И неожиданно не к месту улыбнулся.
3
За сутки до этой неуместной генеральской улыбки капитан Николай Олексин был неожиданно востребован к командиру полка.
– Полку приказано выставить почетный полуэскадрон для встречи в Сергиевом Посаде Их Императорских Величеств. По повелению свыше полуэскадроном будете командовать вы, Олексин.
– По повелению свыше, господин полковник? – искренне удивился капитан.
– Именно-с. – Для гарнизонного полка это была высокая честь, но командира она почему-то не радовала. – Людей и лошадей отберете сами, как те, так и другие должны быть рослыми и выглядеть браво.
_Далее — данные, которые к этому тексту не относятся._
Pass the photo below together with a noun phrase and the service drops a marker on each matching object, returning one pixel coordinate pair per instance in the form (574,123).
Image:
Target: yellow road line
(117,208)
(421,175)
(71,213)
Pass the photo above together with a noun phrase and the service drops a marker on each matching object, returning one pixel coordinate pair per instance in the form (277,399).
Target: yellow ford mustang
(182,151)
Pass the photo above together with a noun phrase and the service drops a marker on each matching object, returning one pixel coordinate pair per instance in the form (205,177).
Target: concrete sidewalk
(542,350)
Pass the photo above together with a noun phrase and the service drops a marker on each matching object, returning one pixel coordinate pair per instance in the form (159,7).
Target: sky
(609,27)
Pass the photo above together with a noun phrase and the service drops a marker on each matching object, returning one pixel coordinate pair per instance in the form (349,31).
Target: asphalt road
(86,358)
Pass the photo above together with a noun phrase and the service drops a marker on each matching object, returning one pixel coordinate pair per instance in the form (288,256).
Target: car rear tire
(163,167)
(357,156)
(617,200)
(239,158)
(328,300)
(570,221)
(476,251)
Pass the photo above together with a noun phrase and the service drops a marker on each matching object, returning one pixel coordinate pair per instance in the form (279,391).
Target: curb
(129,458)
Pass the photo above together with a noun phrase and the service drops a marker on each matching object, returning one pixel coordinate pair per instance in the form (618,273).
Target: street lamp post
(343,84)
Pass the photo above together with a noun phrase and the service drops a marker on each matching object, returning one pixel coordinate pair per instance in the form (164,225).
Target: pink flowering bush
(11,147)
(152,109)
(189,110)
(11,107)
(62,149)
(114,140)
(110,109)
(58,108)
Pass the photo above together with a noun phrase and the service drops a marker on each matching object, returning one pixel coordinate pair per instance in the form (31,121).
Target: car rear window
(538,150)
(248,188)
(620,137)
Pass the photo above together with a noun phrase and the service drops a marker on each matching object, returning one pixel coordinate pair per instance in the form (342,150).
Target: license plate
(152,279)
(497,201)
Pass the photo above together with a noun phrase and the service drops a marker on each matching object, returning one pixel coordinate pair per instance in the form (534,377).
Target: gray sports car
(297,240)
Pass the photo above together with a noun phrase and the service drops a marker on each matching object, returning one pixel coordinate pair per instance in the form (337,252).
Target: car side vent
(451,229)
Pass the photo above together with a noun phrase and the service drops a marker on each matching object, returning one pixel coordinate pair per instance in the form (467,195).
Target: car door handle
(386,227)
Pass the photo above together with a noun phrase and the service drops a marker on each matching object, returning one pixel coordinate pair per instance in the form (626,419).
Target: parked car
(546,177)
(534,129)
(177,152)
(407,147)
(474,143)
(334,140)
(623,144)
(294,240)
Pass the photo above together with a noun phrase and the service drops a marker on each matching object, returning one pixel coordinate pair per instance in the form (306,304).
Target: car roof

Амуницию и все прочее начистить, чтоб глаза слезились.
– Будет исполнено, господин полковник.
– Да, уж постарайтесь. – Командир полка помолчал, барабаня пальцами по канцелярскому столу. – Вас когда-нибудь представляли государю?
– Такой чести удостоен не был.
– Значит, в Сергиевом Посаде представят, – буркнул полковник: ему смертельно не хотелось гонять усталых от бесконечных почетных построений солдат. – Если в грязь лицом не ударите.
– Постараюсь не допустить такой оплошности, господин полковник. Разрешите предупредить домашних?
– Непременнейшим образом, капитан.
Услышав о царской командировке, Анна Михайловна неожиданно пришла в восторг.
– Милый, это такое счастье! Это – выигрыш по лотерейному билету. Может быть, государь даже заговорит с тобой!
– Ну, Аничка, это вряд ли. – Николай был взволнован, но волнение ощущалось радостно. – Ночевать буду в полку, завтра – день на переезд, не менее суток в Сергиевом Посаде. Хлопотное дело. Молись за меня.
Весь день и вечер он отбирал солдат в полуэскадрон, придирчиво осматривал лошадей, приглядывал за подгонкой и чисткой амуниции. Помощников ему выделили опытных, но он стремился проверять каждую мелочь лично и на сон времени почти не осталось.